– Кто же ты? – выдохнула она, задыхаясь от волнения.
– Я проводник, – не сразу откликнулся ее собеседник. – Я приведу тебя к счастью.
– красный… – восхищенно прошептала Тайрья, оглядываясь вокруг.
– Твой любимый, – подтвердил голос. – Кто-то любит зеленый…
С этими словами все вокруг стало зеленым. Над головой зашуршала листва, и все потонуло в изумрудном свете проникающих сквозь листву лучей весеннего солнца. Беспечность заискрилась в воздухе цветочной пыльцой. А вслед за ней послышалось гудение шмеля.
– Другие обожают желтый…
Воздух всколыхнулся лепестками цветов: насыщенно-желтого цвета роз, лимонных нарциссов, бледных, как утренняя заря, астр, и скромных акаций, и дерзких маргариток, и экзальтированных гладиолусов, и непоседливой мимозы… И среди капель этого цветочного дождя ладьями скользили кленовые листья, позолоченные осенью. И все было забрызгано солнечным смехом…
А ты любишь красный, и я полностью разделяю твой выбор.
Пространство снова заполонило тягучее тепло, алые ленты огня и винные брызги пьянящей страсти.

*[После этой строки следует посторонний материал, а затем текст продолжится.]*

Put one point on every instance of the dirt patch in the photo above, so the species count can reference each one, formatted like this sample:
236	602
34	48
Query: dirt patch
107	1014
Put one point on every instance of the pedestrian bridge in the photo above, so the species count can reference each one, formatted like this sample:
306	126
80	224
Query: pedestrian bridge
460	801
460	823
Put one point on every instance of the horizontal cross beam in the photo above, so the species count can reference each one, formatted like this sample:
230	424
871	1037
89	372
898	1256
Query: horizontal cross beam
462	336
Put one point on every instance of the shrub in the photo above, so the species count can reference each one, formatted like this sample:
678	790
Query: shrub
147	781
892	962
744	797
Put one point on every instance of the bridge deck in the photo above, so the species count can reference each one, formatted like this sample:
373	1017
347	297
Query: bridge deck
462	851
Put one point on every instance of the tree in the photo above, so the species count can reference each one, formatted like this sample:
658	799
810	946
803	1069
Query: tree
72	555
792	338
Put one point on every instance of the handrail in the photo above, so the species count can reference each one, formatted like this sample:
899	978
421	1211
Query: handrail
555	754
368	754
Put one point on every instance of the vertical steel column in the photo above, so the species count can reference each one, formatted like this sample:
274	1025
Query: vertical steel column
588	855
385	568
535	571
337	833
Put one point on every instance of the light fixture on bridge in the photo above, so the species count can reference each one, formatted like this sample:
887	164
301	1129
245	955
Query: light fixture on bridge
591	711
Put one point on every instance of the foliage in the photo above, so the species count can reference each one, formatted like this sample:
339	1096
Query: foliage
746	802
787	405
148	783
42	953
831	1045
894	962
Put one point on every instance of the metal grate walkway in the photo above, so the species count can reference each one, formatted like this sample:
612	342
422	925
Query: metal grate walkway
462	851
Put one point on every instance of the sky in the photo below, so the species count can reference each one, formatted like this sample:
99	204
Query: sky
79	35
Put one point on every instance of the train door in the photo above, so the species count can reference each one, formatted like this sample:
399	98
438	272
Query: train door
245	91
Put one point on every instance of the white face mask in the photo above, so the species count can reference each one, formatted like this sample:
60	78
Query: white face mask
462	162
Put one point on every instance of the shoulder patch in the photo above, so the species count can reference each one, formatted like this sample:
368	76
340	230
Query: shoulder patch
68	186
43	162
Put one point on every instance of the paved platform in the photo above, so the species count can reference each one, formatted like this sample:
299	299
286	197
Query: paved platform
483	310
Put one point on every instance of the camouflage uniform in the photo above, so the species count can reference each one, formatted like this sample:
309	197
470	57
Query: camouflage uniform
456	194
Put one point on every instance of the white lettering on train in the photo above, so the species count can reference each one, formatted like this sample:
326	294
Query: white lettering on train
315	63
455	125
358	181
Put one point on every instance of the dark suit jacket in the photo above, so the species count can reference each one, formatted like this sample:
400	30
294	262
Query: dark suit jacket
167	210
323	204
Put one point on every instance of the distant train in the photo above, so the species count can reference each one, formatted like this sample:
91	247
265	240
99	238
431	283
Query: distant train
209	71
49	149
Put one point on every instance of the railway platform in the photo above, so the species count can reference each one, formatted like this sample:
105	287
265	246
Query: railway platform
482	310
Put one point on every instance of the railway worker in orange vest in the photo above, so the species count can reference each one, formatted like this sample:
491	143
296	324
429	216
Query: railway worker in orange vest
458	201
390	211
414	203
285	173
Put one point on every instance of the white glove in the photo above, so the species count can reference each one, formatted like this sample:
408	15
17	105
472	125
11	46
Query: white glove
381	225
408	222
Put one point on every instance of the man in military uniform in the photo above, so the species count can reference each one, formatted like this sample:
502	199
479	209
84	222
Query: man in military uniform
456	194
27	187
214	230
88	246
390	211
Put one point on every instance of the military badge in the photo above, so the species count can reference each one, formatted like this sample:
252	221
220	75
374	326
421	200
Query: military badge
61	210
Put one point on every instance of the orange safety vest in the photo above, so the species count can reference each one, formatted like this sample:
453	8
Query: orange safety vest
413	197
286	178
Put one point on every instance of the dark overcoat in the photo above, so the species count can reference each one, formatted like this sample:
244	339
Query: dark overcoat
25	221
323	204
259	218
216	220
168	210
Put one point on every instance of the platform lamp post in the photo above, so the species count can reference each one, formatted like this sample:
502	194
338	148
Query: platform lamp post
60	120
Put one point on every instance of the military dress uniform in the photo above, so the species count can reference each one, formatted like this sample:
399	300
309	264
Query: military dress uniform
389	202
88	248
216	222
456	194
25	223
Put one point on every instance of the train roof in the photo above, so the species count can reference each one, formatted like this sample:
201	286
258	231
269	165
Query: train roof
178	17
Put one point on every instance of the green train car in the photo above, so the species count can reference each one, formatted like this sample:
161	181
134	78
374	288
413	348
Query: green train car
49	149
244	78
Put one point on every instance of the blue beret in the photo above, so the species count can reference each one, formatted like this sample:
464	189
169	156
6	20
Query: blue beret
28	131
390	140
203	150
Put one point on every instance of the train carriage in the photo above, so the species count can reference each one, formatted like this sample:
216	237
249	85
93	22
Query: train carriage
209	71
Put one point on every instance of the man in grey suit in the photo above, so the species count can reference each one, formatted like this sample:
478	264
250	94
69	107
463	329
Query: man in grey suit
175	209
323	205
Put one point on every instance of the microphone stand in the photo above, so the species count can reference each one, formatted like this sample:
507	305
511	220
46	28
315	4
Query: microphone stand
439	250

Тайрья хотела возразить, что вовсе ничего она не выбирала, но дыхание перехватил терпкий аромат сандала, и мысли вскружило и унесло, как молотую корицу неосторожным порывистым вздохом. Морской бриз скользнул по длинным волосам, окутал тонкую шею шелковым платком. Нежное тепло обхватило талию, мягко, но властно притянуло к себе. Пробежавшая по телу искра импульса вызвала легкую слабость и сладкую дрожь.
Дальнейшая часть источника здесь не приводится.